I wouldn’t be surprised if we didn’t see Jimmy Walker again until the U.S. Open a month from now. The reigning PGA champion looked exhausted after finishing six-over par at TPC Sawgrass, where he tied for 56th after breaking broke par just once during a mostly hot and humid week. Walker is having some difficulty in the sun with the medication he’s taking for Lyme Disease. Fatigue has been a problem all year for the 38-year-old,who has just one top 10 this year, and that came in a limited-field event in Maui. …
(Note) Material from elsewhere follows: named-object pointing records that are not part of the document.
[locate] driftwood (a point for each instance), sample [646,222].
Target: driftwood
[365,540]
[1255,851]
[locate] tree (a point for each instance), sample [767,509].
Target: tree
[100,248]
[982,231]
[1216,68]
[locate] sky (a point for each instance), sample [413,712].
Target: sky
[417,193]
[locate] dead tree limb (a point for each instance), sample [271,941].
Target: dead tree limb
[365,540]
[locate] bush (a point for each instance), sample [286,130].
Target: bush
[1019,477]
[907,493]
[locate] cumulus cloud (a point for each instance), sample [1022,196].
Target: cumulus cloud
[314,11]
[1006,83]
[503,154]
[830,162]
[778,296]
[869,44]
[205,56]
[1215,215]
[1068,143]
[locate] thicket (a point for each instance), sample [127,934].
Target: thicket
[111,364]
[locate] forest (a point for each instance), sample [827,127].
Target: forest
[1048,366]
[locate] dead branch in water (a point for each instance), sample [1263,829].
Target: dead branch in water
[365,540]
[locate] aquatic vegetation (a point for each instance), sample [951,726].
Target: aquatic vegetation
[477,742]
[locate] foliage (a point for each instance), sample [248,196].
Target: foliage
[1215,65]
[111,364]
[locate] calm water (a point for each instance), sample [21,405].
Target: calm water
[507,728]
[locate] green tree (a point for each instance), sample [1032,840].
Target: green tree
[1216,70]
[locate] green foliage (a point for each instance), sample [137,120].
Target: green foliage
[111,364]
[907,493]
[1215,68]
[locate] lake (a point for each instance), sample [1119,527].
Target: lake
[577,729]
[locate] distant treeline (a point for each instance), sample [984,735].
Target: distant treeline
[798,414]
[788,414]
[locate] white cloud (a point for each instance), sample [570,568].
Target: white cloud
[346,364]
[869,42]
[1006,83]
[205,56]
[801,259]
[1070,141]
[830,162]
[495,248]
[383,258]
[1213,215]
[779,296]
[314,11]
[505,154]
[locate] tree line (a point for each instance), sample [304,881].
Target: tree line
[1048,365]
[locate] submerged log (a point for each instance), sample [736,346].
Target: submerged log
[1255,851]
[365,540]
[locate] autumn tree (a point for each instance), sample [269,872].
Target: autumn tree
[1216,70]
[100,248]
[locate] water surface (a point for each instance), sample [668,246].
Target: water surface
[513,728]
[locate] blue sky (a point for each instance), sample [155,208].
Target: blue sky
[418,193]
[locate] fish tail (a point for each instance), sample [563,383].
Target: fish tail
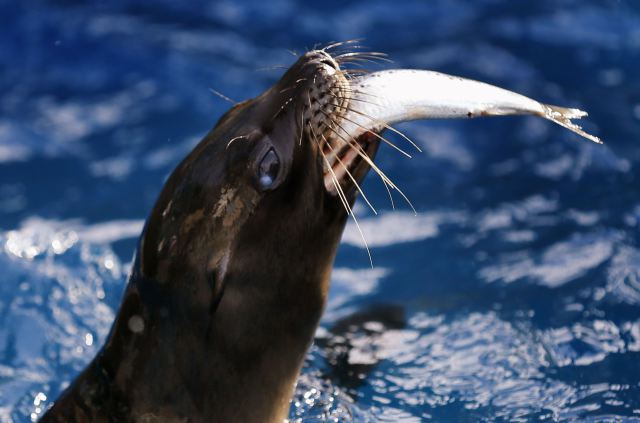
[563,116]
Coolest shot of the year frontrunner? Kim’s driver-off-the-deck-out-of-the-rough-and-onto-the-green rip on the 14th hole during the third round. He was 268 yards out on one of the toughest hole on the course and two-putted from 80-feet to save par. Terrific. …
Can we stop with the gym-is-going-to-wreck-Rory’s-swing hot takes?
WHO I LIKE THIS WEEK
The AT&T Byron Nelson gets one last lap at Las Colinas before moving to a new venue, Trinity Forest, next year. Still, it’s in Texas and when in Texas I tend to lean toward Texans. Jordan Spieth missed the cut last week, but Las Colinas should be comforting -- he was in the final pairing a year ago before tumbling to 18th. Ditto Ryan Palmer, who has enjoyed some success there the last few years. If there’s a darker horse to keep an eye on, it’s Kevin Tway, who hasn’t been so dark with three straight top-five finishes in his last three starts.